Fernsehen wie noch nie mit freiem Media Center

Plex & Xbmc: Open-Source-Software und nicht Großkonzerne wie Microsoft oder Apple gewinnen den Kampf ums Wohnzimmer.

Von Georg Holzer

Innsbruck –Microsoft versuchte schon vor zehn Jahren, einen Unterhaltungs-PC in jedes Wohnzimmer zu stellen. Apples Gründer Steve Jobs will kurz vor seinem Tod die Zukunft des Fernsehens „geknackt“ haben. Settop-Boxen mit Google TV liegen wie Blei in den Regalen. Ausgerechnet Software aus Open-Source-Projekten oder solche, die daraus hervorgegangen ist, setzt zum Triumph im Wohnzimmer an.

Xbmc steht für Xbox Media Center und entstand aus dem Willen, mehr aus der ersten Generation der Spielkonsole Xbox zu machen. Heute wird die Xbox nicht mehr unterstützt, aber aus dem Projekt gingen viele Settop-Boxen und Software für Fernseher oder Blu-Ray-Player hervor.

Xbmc gibt es als Programm für Windows, Macs und Linux in allen denkbaren Varianten. So lässt sich das Media Center auch auf dem nur 30 Euro teuren Billig-Computer „Rasp­berry Pi“ installieren, der ausreichend viel Grafikpower für Full-HD-Videos hat und dabei kaum hörbar ist.

Xbmc besitzt eine Oberfläche, die sich perfekt für Fernseher eignet und lässt sich über so genannte Skins individuell anpassen. Es spielt alle möglichen Video- und Audioformate ab, zeigt Fotos und ist die Basis für viele Apps (so genannte Plugins). Die enorme Flexibilität von Xbmc und seine unendliche Erweiterbarkeit sind Segen wie Fluch zugleich, denn dadurch leidet die Bedienbarkeit. Gerade Einsteiger verirren sich rasch in den vielen Optionen.

Xbmc holt sich seine Medien von Datenträgern (z.B. USB), dem Heimnetzwerk oder aus dem Internet. Am besten funktioniert dies mit einem Netzwerkspeicher – also einem kleinen Homeserver (NAS) oder einer Festplatte, die per USB am Internet-Router angesteckt ist und Filme bereitstellt.

Xbmc ist gratis, weil es von vielen freiwilligen Programmierern nach dem Open-Source-Prinzip entwickelt wird.

2008 trennte sich einer der Hauptentwickler von Xbmc und gründete Plex.
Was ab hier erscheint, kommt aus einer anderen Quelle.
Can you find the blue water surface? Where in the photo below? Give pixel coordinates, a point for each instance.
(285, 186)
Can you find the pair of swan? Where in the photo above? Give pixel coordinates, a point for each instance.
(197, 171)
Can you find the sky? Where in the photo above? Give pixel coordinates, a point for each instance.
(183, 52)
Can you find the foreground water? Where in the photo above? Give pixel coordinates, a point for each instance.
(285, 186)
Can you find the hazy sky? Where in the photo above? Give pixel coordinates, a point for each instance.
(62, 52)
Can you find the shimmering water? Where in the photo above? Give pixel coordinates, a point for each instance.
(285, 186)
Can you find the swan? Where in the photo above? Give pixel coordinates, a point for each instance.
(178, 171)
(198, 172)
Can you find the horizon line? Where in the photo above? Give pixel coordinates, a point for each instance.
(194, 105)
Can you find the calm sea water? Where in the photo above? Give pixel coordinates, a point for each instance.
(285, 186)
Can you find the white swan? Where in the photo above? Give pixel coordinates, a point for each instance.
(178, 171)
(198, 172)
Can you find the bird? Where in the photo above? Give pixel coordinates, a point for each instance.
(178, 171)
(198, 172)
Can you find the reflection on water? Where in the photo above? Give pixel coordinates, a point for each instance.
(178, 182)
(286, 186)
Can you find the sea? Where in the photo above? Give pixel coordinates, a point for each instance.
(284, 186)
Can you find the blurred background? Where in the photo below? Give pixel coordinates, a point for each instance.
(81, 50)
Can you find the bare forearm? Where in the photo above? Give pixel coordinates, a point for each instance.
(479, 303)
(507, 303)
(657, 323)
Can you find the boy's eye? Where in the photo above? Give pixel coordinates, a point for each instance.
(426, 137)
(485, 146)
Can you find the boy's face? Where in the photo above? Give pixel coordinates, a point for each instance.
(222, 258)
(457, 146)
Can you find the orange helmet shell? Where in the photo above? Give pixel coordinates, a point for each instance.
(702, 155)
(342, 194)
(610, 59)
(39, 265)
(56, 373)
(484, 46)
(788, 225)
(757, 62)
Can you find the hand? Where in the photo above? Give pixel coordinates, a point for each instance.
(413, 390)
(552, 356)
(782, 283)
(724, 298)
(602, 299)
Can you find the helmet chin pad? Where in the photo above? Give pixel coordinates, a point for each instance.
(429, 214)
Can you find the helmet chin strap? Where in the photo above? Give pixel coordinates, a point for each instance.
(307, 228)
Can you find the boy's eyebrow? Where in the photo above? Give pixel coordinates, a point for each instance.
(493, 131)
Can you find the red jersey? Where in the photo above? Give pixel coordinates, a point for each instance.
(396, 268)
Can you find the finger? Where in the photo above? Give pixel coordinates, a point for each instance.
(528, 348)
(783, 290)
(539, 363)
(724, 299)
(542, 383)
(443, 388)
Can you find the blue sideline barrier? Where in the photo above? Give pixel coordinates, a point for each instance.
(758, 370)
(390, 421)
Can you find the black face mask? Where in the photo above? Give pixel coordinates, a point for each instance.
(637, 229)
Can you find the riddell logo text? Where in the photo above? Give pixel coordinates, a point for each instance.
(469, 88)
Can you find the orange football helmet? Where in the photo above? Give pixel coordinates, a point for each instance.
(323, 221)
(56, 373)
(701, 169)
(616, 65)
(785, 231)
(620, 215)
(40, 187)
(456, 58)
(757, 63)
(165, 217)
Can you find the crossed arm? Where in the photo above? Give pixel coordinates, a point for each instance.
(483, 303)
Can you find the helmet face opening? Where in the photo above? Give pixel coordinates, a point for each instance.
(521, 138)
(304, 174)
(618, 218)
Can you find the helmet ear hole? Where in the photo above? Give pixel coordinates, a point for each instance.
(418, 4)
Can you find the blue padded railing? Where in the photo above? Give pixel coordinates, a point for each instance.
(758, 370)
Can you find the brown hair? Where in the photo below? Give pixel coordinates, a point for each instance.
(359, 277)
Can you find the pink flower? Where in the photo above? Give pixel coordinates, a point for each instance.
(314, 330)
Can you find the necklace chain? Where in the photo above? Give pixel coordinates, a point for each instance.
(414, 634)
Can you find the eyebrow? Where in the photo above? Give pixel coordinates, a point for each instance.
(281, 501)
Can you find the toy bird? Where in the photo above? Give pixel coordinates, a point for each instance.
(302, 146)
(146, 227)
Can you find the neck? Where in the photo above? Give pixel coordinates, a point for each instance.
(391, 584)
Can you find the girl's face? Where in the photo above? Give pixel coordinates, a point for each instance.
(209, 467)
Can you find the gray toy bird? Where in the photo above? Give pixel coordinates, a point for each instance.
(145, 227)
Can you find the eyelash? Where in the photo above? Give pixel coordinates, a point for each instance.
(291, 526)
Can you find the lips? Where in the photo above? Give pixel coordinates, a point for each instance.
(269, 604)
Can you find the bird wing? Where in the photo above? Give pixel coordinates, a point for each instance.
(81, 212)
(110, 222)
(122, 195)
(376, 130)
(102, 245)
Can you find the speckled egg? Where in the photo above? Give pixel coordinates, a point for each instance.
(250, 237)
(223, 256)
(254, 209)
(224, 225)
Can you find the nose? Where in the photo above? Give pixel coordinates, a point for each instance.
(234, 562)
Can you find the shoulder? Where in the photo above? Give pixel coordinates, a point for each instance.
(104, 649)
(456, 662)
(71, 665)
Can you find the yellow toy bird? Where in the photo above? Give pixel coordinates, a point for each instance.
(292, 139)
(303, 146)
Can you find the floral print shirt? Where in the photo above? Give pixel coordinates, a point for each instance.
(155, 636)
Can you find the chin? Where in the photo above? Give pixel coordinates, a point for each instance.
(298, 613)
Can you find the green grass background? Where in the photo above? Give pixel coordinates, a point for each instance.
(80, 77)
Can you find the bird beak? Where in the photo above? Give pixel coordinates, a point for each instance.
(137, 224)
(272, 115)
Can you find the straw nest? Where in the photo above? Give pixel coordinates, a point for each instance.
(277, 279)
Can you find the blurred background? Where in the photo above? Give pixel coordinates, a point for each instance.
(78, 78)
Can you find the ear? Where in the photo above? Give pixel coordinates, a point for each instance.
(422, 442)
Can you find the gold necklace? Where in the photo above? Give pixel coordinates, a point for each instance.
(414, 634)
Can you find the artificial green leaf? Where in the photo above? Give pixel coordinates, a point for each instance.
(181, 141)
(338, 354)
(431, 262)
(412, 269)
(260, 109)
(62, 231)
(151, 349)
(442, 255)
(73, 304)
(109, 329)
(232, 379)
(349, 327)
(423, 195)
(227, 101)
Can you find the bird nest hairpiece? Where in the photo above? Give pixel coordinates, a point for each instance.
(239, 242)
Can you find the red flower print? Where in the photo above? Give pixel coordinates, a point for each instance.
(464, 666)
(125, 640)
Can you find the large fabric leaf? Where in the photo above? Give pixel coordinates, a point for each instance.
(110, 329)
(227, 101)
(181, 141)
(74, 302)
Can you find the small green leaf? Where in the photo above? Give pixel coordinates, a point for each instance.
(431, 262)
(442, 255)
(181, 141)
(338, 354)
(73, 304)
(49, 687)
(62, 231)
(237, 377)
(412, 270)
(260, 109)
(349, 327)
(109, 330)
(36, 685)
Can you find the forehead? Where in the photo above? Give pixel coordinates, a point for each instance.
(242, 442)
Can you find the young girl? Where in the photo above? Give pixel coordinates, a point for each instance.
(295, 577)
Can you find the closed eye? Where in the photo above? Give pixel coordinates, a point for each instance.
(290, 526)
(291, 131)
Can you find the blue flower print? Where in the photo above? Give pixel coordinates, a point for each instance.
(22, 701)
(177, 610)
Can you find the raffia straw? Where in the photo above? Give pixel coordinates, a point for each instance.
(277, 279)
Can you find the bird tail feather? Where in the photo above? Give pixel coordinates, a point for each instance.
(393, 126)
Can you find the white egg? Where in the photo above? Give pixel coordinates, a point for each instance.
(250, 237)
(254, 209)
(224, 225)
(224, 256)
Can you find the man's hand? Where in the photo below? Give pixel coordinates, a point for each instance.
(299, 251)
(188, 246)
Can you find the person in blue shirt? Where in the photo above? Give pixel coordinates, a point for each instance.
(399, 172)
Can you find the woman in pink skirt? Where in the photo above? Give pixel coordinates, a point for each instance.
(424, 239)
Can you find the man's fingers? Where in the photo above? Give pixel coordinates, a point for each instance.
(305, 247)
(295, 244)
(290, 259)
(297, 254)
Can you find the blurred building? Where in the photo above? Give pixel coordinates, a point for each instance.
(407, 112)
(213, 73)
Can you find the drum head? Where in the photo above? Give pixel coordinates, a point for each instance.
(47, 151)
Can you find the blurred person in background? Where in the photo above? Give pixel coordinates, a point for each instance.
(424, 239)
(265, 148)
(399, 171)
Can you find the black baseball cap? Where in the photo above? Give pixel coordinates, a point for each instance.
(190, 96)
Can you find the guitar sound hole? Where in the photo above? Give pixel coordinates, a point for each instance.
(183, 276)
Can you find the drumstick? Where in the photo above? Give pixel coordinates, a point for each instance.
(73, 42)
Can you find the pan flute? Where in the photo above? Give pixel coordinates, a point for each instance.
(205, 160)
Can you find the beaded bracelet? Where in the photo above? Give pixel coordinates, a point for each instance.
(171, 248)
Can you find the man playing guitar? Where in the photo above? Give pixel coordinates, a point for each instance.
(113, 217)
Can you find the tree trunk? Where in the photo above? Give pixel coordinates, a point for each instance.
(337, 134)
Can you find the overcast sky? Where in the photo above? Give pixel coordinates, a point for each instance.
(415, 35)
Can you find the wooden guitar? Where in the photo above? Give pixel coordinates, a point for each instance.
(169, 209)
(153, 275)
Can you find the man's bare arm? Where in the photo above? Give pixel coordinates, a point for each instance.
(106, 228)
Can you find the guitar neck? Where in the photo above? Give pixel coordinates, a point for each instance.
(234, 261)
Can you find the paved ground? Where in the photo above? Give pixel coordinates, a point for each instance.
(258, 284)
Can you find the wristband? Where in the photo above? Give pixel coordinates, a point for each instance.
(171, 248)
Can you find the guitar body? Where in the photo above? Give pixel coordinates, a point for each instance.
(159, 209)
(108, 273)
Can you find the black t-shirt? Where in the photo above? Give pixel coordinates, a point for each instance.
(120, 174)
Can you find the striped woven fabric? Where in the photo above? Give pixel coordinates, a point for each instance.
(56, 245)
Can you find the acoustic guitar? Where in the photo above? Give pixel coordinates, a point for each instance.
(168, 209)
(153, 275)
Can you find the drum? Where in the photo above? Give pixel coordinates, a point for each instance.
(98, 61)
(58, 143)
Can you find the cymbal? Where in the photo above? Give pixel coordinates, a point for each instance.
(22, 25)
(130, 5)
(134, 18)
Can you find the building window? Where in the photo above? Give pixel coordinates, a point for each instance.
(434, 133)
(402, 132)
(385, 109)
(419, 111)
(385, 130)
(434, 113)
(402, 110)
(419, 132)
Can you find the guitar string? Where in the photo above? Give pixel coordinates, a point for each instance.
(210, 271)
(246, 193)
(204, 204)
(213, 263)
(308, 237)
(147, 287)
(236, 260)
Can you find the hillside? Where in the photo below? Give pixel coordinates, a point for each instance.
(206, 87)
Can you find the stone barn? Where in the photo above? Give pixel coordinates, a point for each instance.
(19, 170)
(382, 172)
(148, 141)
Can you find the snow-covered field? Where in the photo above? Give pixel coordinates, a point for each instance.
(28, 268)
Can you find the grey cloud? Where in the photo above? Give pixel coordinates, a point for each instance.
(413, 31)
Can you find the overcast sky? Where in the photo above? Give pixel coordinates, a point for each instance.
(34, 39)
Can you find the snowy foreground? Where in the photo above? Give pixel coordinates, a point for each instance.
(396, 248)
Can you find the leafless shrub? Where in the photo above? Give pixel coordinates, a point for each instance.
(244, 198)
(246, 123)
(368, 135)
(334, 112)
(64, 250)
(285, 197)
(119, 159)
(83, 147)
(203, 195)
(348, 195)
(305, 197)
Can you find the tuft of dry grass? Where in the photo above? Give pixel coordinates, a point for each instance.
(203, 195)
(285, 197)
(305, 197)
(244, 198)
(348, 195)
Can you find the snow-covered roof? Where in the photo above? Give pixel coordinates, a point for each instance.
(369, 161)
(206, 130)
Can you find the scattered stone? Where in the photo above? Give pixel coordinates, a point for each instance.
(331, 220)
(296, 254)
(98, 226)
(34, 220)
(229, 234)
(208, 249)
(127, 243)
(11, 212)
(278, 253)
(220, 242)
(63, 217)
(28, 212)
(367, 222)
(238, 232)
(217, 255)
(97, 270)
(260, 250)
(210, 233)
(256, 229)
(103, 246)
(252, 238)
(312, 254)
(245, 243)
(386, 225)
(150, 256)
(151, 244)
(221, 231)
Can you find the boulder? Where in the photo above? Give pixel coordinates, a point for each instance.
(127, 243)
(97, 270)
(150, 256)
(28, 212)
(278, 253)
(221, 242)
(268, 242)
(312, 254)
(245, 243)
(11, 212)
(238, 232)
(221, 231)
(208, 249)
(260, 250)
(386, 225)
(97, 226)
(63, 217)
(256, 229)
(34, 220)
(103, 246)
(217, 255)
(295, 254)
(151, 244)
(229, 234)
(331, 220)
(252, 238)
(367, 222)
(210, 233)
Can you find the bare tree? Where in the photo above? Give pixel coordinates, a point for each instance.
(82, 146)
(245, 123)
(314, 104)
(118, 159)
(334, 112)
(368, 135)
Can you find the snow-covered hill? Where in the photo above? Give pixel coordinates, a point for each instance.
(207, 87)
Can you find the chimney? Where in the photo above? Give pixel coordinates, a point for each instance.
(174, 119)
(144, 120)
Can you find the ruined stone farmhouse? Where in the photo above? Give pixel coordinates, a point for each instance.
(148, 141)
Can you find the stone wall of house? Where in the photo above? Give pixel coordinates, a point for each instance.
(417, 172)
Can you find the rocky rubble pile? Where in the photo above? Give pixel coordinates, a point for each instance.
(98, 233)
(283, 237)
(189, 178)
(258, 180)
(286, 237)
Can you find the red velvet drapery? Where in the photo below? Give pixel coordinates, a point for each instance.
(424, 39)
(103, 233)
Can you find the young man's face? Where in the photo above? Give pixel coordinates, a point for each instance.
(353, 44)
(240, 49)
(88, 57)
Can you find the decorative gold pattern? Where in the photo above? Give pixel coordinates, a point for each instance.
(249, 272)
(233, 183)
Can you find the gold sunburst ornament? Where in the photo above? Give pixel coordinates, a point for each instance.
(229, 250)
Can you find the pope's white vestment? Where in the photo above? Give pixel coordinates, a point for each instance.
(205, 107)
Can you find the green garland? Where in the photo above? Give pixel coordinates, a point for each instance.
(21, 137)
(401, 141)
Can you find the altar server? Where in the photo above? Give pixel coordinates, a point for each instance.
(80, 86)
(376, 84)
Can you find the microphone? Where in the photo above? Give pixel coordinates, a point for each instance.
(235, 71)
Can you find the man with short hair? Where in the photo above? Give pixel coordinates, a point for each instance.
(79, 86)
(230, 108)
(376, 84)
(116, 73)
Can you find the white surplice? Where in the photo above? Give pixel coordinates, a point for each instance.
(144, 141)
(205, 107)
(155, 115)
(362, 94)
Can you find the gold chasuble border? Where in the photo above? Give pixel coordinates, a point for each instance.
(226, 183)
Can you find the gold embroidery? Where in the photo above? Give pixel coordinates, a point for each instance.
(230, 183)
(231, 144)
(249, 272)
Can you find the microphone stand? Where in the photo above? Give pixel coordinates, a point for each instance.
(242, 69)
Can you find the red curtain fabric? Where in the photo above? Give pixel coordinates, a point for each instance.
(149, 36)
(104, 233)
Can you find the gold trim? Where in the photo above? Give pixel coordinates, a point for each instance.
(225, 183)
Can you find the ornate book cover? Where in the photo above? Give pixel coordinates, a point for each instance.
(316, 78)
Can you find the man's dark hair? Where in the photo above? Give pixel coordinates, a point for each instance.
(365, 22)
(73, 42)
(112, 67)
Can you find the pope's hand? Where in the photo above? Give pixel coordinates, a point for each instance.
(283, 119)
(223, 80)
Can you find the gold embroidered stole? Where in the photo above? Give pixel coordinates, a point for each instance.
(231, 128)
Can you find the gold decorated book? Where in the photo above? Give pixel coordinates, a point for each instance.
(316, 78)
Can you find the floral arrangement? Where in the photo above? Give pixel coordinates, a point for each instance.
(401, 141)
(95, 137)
Wie bei Xbmc werden die Abspielprogramme für Windows, Macs und Linux („Plex Media Centers“ genannt) nach dem Open-Source-Prinzip entwickelt. Plex bietet darüber hinaus zwei weitere Komponenten: den „Plex Media Server“ sowie Apps für mobile Plattformen. Der Server ist kostenlos, die Apps kosten jeweils fünf Euro – damit und mit einem Premiumdienst verdient die Firma ihr Geld.

Die Kombination Server, Media Center und Apps macht das System extrem mächtig und dennoch einfach in der Nutzung. Erster Unterschied: Die Benutzeroberfläche ist deutlich einfacher gestrickt, weshalb man die Kernfunktionen sehr schnell nutzen kann. Es gibt zwar auch Erweiterungen, diese sind aber so weit in den Hintergrund gerückt, dass man sich nicht in der Vielfalt verirrt. Das „Plex Media Center“ gibt es auch für vernetzte TV-Geräte von Samsung und LG. Darüber hinaus kann man es auf einem Raspberry Pi installieren. Als App ist es für Google TV und einige Sony-Modelle verfügbar.

Der Server wird auf einem Computer oder Netzwerkspeicher (NAS oder Raspberry Pi) installiert und bedient beliebig viele Media Center mit Filmen, Musik und Fotos.

Die Apps dienen nicht nur der einfachen Verwaltung der Mediendateien, sondern auch als Fernbedienung. Darüber hinaus kann der Server zu Hause seine Videos auch unterwegs auf Smartphones und Tablets anbieten. Die Videostreams passen sich dabei in der Qualität der jeweiligen Netzwerkgeschwindigkeit an.

Wie bei Xbmc ergänzt der Plex die Filmdateien um zusätzliche Daten wie Cover-Bilder oder Beschreibungen.